FIG. 17 depicts schematic block diagram of a method with various actions, according to various example embodiments of the present disclosure. The method may comprise the step of obtaining S1 a plurality of images. In other words, a plurality of images may be captured by, e.g. an imaging unit, such as a camera, of the machine vision system 100. Out of the plurality of obtained images, at least one image 202 comprises the at least one object 203. Various examples of such images 202 are depicted in FIGS. 1-15. It should be appreciated that within the context of various methods described herein, some of the obtained images may not comprise the at least one object 203. These images may e.g. only comprise a background 207, or other objects different from the at least one object 203. Training image object recognition algorithm with images where the least one object 203 is not present may in these example embodiments result in further detection reliability of the algorithm.
As seen in FIG. 17, the method may further comprise the step of providing S2 a first annotation 204 for a first set of the plurality of image. Said first annotation 204 providing information about the at least one object 203. From the above wording, it is understood that the first annotation should always at least comprises information on the species of at least object 203. For example, if the at least one object 203 to be recognized is a bolt, the first annotation will always contain that there is a bolt in the image 202. Aside from this basic type of information, the first annotation comprises information about said at least one object 203, where various examples are possible. The first annotation 204 may comprise information about at least one of the following: an object mask, a bounding box, one or more classes the at least one object 203 belongs to, one or more classes the at least one object 203 does not belong to, a count of the at least one object 203 in the image 202, a shape of the at least one object 203 in the image 202, a size of the at least one object 203 in the image 202, a color of the at least one object 203 in the image 202, a position of the at least one object 203 in the image 202. Combinations of various examples may be possible to form a first annotation with further detailed information about the least one object 203 present in the image 202. As used herein, and as already indicated above, relevant properties identified by the annotation information should be such that can be utilized in the training. Since the annotation information is for use when training is to be performed, using the image that the annotation information is associated with, it is only meaningful with properties for which it would be beneficial for the training to know that an image to train contains content with such properties.

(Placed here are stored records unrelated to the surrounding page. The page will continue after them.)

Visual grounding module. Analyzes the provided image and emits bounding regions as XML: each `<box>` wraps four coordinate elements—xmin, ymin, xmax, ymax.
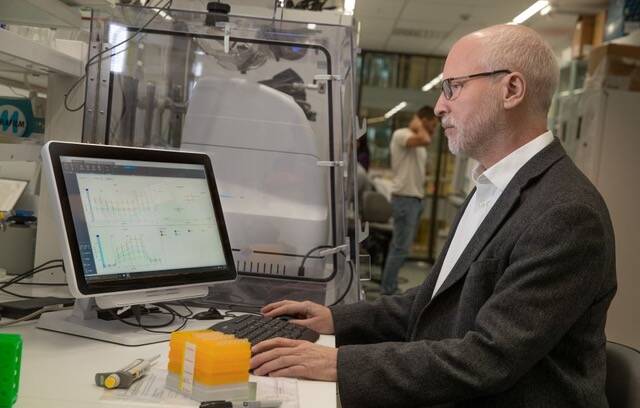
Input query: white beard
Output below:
<box><xmin>442</xmin><ymin>95</ymin><xmax>500</xmax><ymax>158</ymax></box>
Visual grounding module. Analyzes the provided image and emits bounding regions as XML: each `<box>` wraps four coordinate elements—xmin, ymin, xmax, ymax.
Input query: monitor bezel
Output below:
<box><xmin>47</xmin><ymin>142</ymin><xmax>237</xmax><ymax>296</ymax></box>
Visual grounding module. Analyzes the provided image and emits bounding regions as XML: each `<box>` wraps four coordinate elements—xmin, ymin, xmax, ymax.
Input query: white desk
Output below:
<box><xmin>0</xmin><ymin>299</ymin><xmax>337</xmax><ymax>408</ymax></box>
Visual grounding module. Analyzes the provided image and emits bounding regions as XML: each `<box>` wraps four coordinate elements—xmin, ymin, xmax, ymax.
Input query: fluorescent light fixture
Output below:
<box><xmin>344</xmin><ymin>0</ymin><xmax>356</xmax><ymax>16</ymax></box>
<box><xmin>422</xmin><ymin>74</ymin><xmax>442</xmax><ymax>92</ymax></box>
<box><xmin>384</xmin><ymin>101</ymin><xmax>408</xmax><ymax>119</ymax></box>
<box><xmin>512</xmin><ymin>1</ymin><xmax>549</xmax><ymax>24</ymax></box>
<box><xmin>193</xmin><ymin>61</ymin><xmax>202</xmax><ymax>77</ymax></box>
<box><xmin>109</xmin><ymin>24</ymin><xmax>128</xmax><ymax>73</ymax></box>
<box><xmin>540</xmin><ymin>4</ymin><xmax>551</xmax><ymax>16</ymax></box>
<box><xmin>158</xmin><ymin>10</ymin><xmax>173</xmax><ymax>21</ymax></box>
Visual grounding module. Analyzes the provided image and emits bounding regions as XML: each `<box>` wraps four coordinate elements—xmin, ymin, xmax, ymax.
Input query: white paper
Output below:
<box><xmin>251</xmin><ymin>376</ymin><xmax>299</xmax><ymax>408</ymax></box>
<box><xmin>100</xmin><ymin>368</ymin><xmax>199</xmax><ymax>407</ymax></box>
<box><xmin>0</xmin><ymin>179</ymin><xmax>27</xmax><ymax>211</ymax></box>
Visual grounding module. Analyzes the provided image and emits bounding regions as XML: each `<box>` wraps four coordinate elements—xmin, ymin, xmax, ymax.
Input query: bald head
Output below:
<box><xmin>454</xmin><ymin>24</ymin><xmax>560</xmax><ymax>116</ymax></box>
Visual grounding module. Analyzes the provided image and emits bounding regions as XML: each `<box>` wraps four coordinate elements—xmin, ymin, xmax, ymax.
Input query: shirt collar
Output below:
<box><xmin>472</xmin><ymin>131</ymin><xmax>553</xmax><ymax>191</ymax></box>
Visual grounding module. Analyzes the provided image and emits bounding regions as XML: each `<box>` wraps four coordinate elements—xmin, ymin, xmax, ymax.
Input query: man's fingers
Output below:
<box><xmin>260</xmin><ymin>300</ymin><xmax>290</xmax><ymax>313</ymax></box>
<box><xmin>251</xmin><ymin>337</ymin><xmax>303</xmax><ymax>355</ymax></box>
<box><xmin>263</xmin><ymin>301</ymin><xmax>304</xmax><ymax>317</ymax></box>
<box><xmin>269</xmin><ymin>365</ymin><xmax>308</xmax><ymax>378</ymax></box>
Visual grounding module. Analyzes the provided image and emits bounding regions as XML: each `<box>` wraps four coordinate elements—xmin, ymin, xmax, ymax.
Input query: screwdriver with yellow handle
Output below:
<box><xmin>96</xmin><ymin>354</ymin><xmax>160</xmax><ymax>390</ymax></box>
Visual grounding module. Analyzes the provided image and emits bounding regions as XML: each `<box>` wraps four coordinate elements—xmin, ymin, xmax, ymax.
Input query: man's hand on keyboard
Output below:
<box><xmin>251</xmin><ymin>337</ymin><xmax>338</xmax><ymax>381</ymax></box>
<box><xmin>260</xmin><ymin>300</ymin><xmax>335</xmax><ymax>334</ymax></box>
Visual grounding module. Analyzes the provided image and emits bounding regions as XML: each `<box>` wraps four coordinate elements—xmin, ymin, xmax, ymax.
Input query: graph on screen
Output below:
<box><xmin>77</xmin><ymin>174</ymin><xmax>224</xmax><ymax>275</ymax></box>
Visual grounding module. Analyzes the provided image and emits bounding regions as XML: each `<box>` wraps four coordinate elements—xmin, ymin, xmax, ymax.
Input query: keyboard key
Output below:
<box><xmin>210</xmin><ymin>314</ymin><xmax>320</xmax><ymax>345</ymax></box>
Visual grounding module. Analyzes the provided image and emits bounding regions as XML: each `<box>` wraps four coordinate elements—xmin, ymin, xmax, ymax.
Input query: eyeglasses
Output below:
<box><xmin>442</xmin><ymin>69</ymin><xmax>511</xmax><ymax>101</ymax></box>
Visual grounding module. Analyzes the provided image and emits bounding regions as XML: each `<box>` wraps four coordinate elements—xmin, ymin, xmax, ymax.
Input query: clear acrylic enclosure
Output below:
<box><xmin>83</xmin><ymin>6</ymin><xmax>360</xmax><ymax>306</ymax></box>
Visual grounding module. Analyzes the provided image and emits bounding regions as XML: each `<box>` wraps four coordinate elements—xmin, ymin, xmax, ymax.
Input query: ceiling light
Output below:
<box><xmin>422</xmin><ymin>74</ymin><xmax>442</xmax><ymax>92</ymax></box>
<box><xmin>512</xmin><ymin>1</ymin><xmax>549</xmax><ymax>24</ymax></box>
<box><xmin>344</xmin><ymin>0</ymin><xmax>356</xmax><ymax>16</ymax></box>
<box><xmin>384</xmin><ymin>101</ymin><xmax>408</xmax><ymax>119</ymax></box>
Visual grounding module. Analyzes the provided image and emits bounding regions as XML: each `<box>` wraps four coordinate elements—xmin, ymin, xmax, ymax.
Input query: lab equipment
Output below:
<box><xmin>0</xmin><ymin>333</ymin><xmax>22</xmax><ymax>407</ymax></box>
<box><xmin>167</xmin><ymin>330</ymin><xmax>251</xmax><ymax>401</ymax></box>
<box><xmin>200</xmin><ymin>401</ymin><xmax>282</xmax><ymax>408</ymax></box>
<box><xmin>38</xmin><ymin>142</ymin><xmax>236</xmax><ymax>345</ymax></box>
<box><xmin>211</xmin><ymin>314</ymin><xmax>320</xmax><ymax>346</ymax></box>
<box><xmin>83</xmin><ymin>6</ymin><xmax>362</xmax><ymax>308</ymax></box>
<box><xmin>95</xmin><ymin>354</ymin><xmax>160</xmax><ymax>390</ymax></box>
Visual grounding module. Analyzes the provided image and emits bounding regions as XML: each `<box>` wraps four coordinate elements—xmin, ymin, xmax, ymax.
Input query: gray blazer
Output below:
<box><xmin>331</xmin><ymin>139</ymin><xmax>616</xmax><ymax>408</ymax></box>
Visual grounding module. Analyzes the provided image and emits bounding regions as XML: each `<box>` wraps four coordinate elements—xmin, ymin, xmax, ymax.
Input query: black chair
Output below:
<box><xmin>360</xmin><ymin>191</ymin><xmax>393</xmax><ymax>274</ymax></box>
<box><xmin>606</xmin><ymin>341</ymin><xmax>640</xmax><ymax>408</ymax></box>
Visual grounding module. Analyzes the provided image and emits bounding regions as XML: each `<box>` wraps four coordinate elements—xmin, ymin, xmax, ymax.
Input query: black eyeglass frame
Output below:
<box><xmin>442</xmin><ymin>69</ymin><xmax>512</xmax><ymax>101</ymax></box>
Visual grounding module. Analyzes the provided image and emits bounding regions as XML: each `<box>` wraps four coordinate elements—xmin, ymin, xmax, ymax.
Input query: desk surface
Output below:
<box><xmin>0</xmin><ymin>302</ymin><xmax>337</xmax><ymax>408</ymax></box>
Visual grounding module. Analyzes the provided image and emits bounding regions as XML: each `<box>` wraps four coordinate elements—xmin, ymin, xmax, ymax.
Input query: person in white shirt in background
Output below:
<box><xmin>381</xmin><ymin>106</ymin><xmax>438</xmax><ymax>295</ymax></box>
<box><xmin>251</xmin><ymin>25</ymin><xmax>617</xmax><ymax>408</ymax></box>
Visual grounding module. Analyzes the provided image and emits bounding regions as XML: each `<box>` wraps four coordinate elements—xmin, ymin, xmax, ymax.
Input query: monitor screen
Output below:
<box><xmin>45</xmin><ymin>145</ymin><xmax>235</xmax><ymax>294</ymax></box>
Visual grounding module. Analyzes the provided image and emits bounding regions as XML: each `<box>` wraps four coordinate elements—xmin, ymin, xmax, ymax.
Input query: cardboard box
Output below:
<box><xmin>571</xmin><ymin>16</ymin><xmax>596</xmax><ymax>59</ymax></box>
<box><xmin>585</xmin><ymin>44</ymin><xmax>640</xmax><ymax>92</ymax></box>
<box><xmin>593</xmin><ymin>10</ymin><xmax>607</xmax><ymax>47</ymax></box>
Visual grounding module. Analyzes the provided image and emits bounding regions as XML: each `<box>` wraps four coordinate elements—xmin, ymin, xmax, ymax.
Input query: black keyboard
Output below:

The first annotation 204 may be provided manually, e.g. by a user, such as already has been discussed above. The wording said first set may herein be defined as at least one image of the plurality of images. Another term for the first set is a sub-set of the plurality of images. The annotation as such, format of annotated images, etc., may be as in the prior art. The annotation information may be obtained by being provided, such be input to the system, by a user, for example operator, of the machine vision system, such as via a user interface, UI, preferably a graphical user interface (GUI). It is realized that the images, for example captured by the machine vision system, are valid for the annotation information, or in other words that they are in accordance with the annotation information, and/or vice versa. The annotation information may be fully or partly predetermined, and the user may for example, via a UI, select from predetermined annotation information, for example from a list, which specific predetermined information to be used for the images.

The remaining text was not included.